There is also some suggestion that, having provided the public with a budgeted £0.5 million increase in costs recovery, which it was then unwilling or unable to justify when challenged by Mr Marsh, it simply refused to engage with him on the subject and issued a refusal notice…The issue under consideration was also a relatively complex one…This provides further justification for different strands of enquiry having been pursued in parallel and investigated in some depth.” (paragraph 30).
In Betts vs ICO, (EA/2007/0109 19 May 2008), the request concerned health and safety policies and risk assessments. There was nothing vexatious in the content of the request itself. However, there had been a dispute between the council and the requester which had resulted in ongoing FOIA requests and persistent correspondence over two years. These continued despite the council’s disclosures and explanations.
Although the latest request was not vexatious in isolation, the Tribunal considered that it was vexatious when viewed in context. It was a continuation of a pattern of behaviour and part of an ongoing campaign to pressure the council. The request on its own may have been simple, but experience showed it was very likely to lead to further correspondence, requests and complaints.
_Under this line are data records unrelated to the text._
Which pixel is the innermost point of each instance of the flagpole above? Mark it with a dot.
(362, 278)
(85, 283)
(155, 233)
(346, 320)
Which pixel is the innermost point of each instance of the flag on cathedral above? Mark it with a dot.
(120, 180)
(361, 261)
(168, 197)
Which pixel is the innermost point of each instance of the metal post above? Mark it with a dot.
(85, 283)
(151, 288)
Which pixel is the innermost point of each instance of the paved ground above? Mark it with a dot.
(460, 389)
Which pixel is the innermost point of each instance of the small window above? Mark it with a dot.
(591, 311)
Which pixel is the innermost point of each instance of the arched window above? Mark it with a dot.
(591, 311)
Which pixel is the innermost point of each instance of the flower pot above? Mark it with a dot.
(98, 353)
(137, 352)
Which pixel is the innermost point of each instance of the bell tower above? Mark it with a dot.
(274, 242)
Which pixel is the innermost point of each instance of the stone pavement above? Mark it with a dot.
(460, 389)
Given the wider context and history, the request was harassing, likely to impose a significant burden, and obsessive.
In John McGoldrick (obo Mersey Tunnels Users Association) vs Information Commissioner (EA/2017/0103 - 20 Nov 2017) the Tribunal considered a request about certain loans referred to by the Liverpool City Region Combined Authority’s auditors in response to a formal objection to their published accounts.
The request had been refused under section 14(1), but it was accepted by the Tribunal that it was possible that some of the requested information may be environmental information. In which case, those elements of the request should have been considered under the Environmental Information Regulations to determine whether the information was exemption under regulation 12(4)(b) – manifestly unreasonable.
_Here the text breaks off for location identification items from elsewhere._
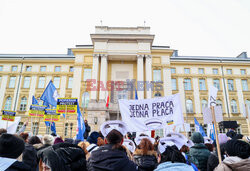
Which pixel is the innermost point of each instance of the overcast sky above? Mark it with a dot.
(194, 27)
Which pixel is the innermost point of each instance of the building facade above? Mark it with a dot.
(121, 58)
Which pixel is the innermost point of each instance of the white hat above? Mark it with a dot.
(108, 126)
(129, 144)
(138, 139)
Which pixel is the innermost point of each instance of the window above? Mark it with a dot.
(28, 68)
(87, 74)
(56, 82)
(203, 104)
(187, 84)
(229, 71)
(186, 70)
(230, 84)
(70, 82)
(217, 83)
(234, 106)
(173, 82)
(215, 71)
(57, 69)
(244, 85)
(26, 82)
(71, 69)
(243, 72)
(14, 68)
(189, 106)
(85, 99)
(201, 70)
(41, 82)
(173, 70)
(23, 104)
(157, 75)
(12, 82)
(202, 84)
(43, 68)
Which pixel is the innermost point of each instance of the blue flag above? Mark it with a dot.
(136, 96)
(80, 125)
(50, 95)
(198, 128)
(34, 101)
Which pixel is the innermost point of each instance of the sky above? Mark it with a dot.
(193, 27)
The public authority had argued that the requester had been submitting requests since the right to do so had come into force in 2005 and that since 2015 had made 22 requests, 14 of which had resulted in follow-up requests. The public authority had also relied on other communications, meetings, correspondence and challenges to accounts made by the requester as evidence of the totality of the burden imposed on it. As well as the fact that the requester often submitted comments on the information he had been provided with.
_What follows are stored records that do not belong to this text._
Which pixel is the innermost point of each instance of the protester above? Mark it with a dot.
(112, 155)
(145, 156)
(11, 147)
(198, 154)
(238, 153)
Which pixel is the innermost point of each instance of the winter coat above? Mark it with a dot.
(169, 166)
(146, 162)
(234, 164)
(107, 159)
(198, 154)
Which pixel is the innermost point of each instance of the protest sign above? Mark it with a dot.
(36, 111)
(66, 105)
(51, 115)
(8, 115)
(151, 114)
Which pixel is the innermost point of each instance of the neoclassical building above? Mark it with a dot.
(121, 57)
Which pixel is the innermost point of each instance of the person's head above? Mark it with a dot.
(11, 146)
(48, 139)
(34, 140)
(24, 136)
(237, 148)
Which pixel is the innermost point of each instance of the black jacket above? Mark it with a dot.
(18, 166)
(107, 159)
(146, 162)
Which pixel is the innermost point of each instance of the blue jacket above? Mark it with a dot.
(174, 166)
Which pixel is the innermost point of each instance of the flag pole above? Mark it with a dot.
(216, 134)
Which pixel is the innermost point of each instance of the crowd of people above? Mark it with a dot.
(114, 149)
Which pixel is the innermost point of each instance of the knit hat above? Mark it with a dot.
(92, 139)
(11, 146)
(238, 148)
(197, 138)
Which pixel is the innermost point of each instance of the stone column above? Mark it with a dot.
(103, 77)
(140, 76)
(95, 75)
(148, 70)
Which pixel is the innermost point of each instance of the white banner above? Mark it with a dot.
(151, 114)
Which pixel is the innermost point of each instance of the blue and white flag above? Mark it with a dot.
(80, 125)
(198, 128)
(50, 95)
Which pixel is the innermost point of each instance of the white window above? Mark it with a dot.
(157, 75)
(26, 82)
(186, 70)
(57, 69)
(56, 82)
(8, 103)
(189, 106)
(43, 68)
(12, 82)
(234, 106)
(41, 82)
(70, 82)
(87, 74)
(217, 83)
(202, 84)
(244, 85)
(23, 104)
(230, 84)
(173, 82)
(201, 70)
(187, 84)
In considering these arguments the Tribunal took into account the role of the Mersey Tunnel Users Association as a
campaign group against tolls, toll increases and the use made of money from the tolls for purposes not relating to the tunnels. It considered the level of scrutiny the public authority could expect in light of the large sums of money involved, the large number of users of the tunnels and multiple issues management of the tunnels raised.
The Tribunal also found that the reasons for many of the follow-up requests for clarification were apparent when viewed in context. For example, the information originally provided may have not have been final figures so the requester sought final figures when these became available. In respect of the requester commenting on the information he had received, the Tribunal found this was simply part of the wider dialogue one could expect of a user group trying to hold the public authority to account.
The Tribunal concluded that the request was not vexatious. To the extent that some of the information might fall under the EIR, the Tribunal found that the request was not manifestly unreasonable under regulation 12(4)(b) for the same reasons.